Der BGH hat entschieden, dass der Anspruch auf Ausgleichsleistung nach der Fluggastrechteverordnung nicht gegenüber dem Luftfahrtunternehmen, dessen Flugzeug und Besatzung aufgrund einer „Wet-Lease-Vereinbarung“ eingesetzt wurden, geltend zu machen ist, sondern gegenüber dem Luftfahrtunternehmen, bei dem der Fluggast den Flug gebucht hat.
Sachverhalt:
Die Kl. verlangen von dem bekl. Luftfahrtunternehmen wegen einer Flugverspätung Ausgleichsleistungen entsprechend Art. 5 Abs. 1 c und Art. 7 Abs. 1 S. 1 b Verordnung (EG) Nr. 261/2004 des Europäischen Parlaments und des Rates vom 11. 2. 2004 über eine gemeinsame Regelung für Ausgleichs- und Unterstützungsleistungen für Fluggäste im Fall der Nichtbeförderung und bei Annullierung oder großer Verspätung von Flügen und zur Aufhebung der Verordnung (EWG) Nr. 296/91 (Fluggastrechteverordnung).
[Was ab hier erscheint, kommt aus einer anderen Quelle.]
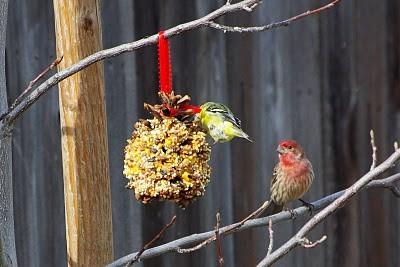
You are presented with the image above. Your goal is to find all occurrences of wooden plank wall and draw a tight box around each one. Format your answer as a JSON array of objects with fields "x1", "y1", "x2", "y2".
[{"x1": 3, "y1": 0, "x2": 400, "y2": 267}]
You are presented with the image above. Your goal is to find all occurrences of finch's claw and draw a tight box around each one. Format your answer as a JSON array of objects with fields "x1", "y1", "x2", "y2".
[
  {"x1": 299, "y1": 198, "x2": 315, "y2": 214},
  {"x1": 285, "y1": 207, "x2": 297, "y2": 220}
]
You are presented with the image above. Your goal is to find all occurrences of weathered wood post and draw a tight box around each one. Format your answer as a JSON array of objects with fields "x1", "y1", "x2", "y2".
[
  {"x1": 53, "y1": 0, "x2": 113, "y2": 266},
  {"x1": 0, "y1": 0, "x2": 17, "y2": 266}
]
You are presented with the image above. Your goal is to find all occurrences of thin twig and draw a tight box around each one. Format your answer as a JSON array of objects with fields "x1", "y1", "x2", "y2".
[
  {"x1": 215, "y1": 212, "x2": 224, "y2": 267},
  {"x1": 207, "y1": 0, "x2": 341, "y2": 33},
  {"x1": 0, "y1": 56, "x2": 63, "y2": 120},
  {"x1": 125, "y1": 215, "x2": 176, "y2": 267},
  {"x1": 177, "y1": 201, "x2": 270, "y2": 253},
  {"x1": 107, "y1": 173, "x2": 400, "y2": 267},
  {"x1": 0, "y1": 0, "x2": 340, "y2": 138},
  {"x1": 300, "y1": 235, "x2": 328, "y2": 248},
  {"x1": 257, "y1": 150, "x2": 400, "y2": 267},
  {"x1": 267, "y1": 219, "x2": 274, "y2": 255},
  {"x1": 369, "y1": 129, "x2": 378, "y2": 170}
]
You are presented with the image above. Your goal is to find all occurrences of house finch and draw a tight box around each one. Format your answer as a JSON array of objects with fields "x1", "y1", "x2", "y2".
[
  {"x1": 200, "y1": 102, "x2": 253, "y2": 144},
  {"x1": 266, "y1": 140, "x2": 314, "y2": 215}
]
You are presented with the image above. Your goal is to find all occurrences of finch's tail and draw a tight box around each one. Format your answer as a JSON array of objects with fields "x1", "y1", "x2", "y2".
[{"x1": 237, "y1": 129, "x2": 253, "y2": 143}]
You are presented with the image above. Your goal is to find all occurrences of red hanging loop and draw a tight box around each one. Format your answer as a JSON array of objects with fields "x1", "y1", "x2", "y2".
[{"x1": 158, "y1": 31, "x2": 172, "y2": 94}]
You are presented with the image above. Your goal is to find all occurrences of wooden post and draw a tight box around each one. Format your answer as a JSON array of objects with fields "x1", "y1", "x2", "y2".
[
  {"x1": 0, "y1": 0, "x2": 17, "y2": 266},
  {"x1": 53, "y1": 0, "x2": 113, "y2": 266}
]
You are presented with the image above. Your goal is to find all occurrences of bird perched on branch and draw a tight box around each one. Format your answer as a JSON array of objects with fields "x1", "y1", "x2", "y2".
[
  {"x1": 266, "y1": 140, "x2": 314, "y2": 215},
  {"x1": 200, "y1": 102, "x2": 253, "y2": 144}
]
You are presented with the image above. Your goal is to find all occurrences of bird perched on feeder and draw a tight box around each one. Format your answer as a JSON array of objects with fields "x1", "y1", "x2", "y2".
[
  {"x1": 200, "y1": 102, "x2": 253, "y2": 144},
  {"x1": 266, "y1": 140, "x2": 314, "y2": 215}
]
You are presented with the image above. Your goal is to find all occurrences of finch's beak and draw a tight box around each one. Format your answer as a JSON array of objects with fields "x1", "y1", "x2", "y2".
[{"x1": 276, "y1": 146, "x2": 285, "y2": 155}]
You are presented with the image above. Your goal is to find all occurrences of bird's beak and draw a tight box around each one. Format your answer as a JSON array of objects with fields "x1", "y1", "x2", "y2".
[{"x1": 276, "y1": 146, "x2": 284, "y2": 155}]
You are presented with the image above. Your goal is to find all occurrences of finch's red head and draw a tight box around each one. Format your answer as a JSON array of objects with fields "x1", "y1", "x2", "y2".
[{"x1": 276, "y1": 140, "x2": 304, "y2": 157}]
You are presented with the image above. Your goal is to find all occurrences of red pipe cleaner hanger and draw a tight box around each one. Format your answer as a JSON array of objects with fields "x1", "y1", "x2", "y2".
[{"x1": 158, "y1": 31, "x2": 201, "y2": 117}]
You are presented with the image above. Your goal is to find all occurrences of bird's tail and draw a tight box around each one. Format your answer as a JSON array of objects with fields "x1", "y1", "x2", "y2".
[
  {"x1": 236, "y1": 128, "x2": 253, "y2": 143},
  {"x1": 256, "y1": 199, "x2": 283, "y2": 217}
]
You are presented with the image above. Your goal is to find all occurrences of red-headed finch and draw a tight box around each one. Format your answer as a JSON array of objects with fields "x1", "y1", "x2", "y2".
[{"x1": 266, "y1": 140, "x2": 314, "y2": 215}]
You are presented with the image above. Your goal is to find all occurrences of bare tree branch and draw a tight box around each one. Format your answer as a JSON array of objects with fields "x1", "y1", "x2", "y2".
[
  {"x1": 125, "y1": 215, "x2": 176, "y2": 267},
  {"x1": 207, "y1": 0, "x2": 341, "y2": 33},
  {"x1": 0, "y1": 0, "x2": 340, "y2": 138},
  {"x1": 257, "y1": 150, "x2": 400, "y2": 267},
  {"x1": 298, "y1": 235, "x2": 328, "y2": 250},
  {"x1": 215, "y1": 212, "x2": 224, "y2": 267},
  {"x1": 107, "y1": 171, "x2": 400, "y2": 267},
  {"x1": 177, "y1": 200, "x2": 271, "y2": 253}
]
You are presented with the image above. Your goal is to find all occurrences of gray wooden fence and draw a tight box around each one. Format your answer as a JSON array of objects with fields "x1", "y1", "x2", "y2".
[{"x1": 6, "y1": 0, "x2": 400, "y2": 267}]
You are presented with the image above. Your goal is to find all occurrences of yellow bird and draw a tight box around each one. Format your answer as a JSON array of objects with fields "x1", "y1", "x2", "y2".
[{"x1": 200, "y1": 102, "x2": 253, "y2": 144}]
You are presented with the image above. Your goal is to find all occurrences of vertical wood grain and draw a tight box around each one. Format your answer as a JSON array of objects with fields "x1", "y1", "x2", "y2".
[
  {"x1": 54, "y1": 0, "x2": 113, "y2": 266},
  {"x1": 7, "y1": 0, "x2": 400, "y2": 267},
  {"x1": 0, "y1": 0, "x2": 17, "y2": 266}
]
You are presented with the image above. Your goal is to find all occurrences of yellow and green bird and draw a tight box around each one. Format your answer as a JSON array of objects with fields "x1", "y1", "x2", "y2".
[{"x1": 200, "y1": 102, "x2": 253, "y2": 144}]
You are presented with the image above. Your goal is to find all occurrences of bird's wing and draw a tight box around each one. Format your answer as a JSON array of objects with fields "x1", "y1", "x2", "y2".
[{"x1": 208, "y1": 104, "x2": 241, "y2": 129}]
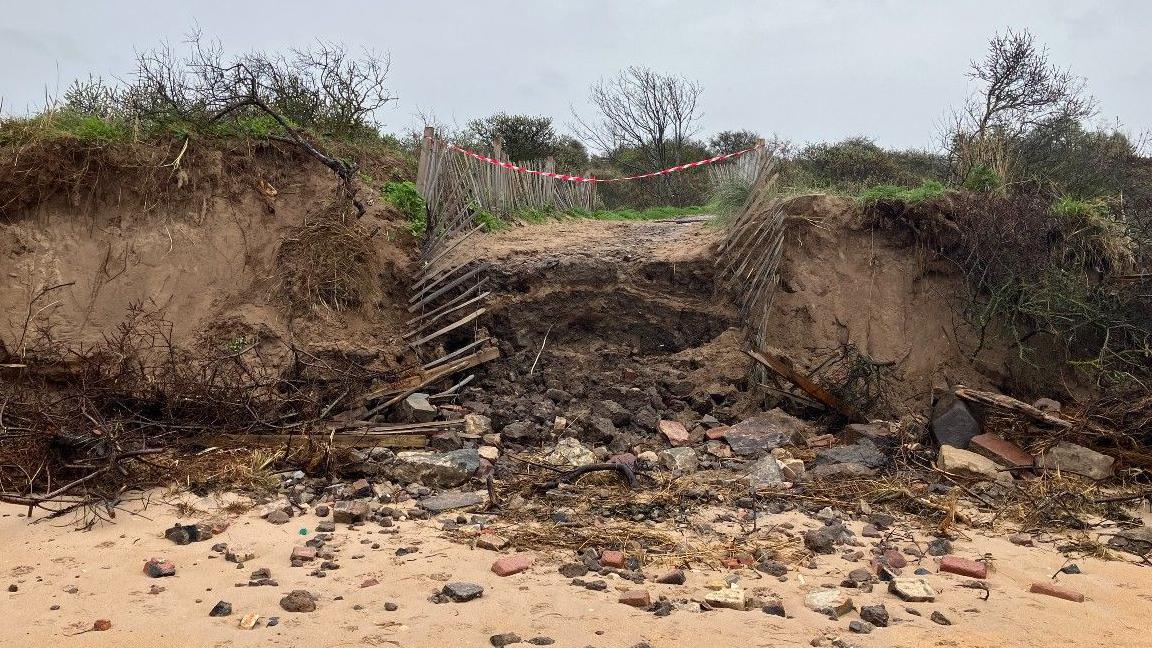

Die Kl. buchten bei dem bekl. Luftfahrtunternehmen jeweils einen Flug von D. (Deutschland) nach N. (Marokko). Der Flug wurde unter dem IATA-Code der Bekl., jedoch aufgrund einer sogenannten „Wet-Lease-Vereinbarung“ (Vereinbarung zwischen zwei Luftfahrtunternehmen über das Vermieten eines Flugzeugs, nach der der „Vermieter“ auch die Flugzeugbesatzung stellt) mit einem Flugzeug und einer Besatzung eines spanischen Luftfahrtunternehmens durchgeführt. Der Flug erreichte N. mit einer Verspätung von mehr als sieben Stunden.
Prozessverlauf:
Das AG hat die auf Zahlung der Ausgleichsleistungen gerichteten Klagen abgewiesen. Das Landgericht hat die Berufungen zurückgewiesen.
Entscheidung:
Auf die Revisionen der Kl. hat der BGH die angefochtenen Urteile aufgehoben und den Kl. die begehrten Ausgleichsleistungen zugesprochen.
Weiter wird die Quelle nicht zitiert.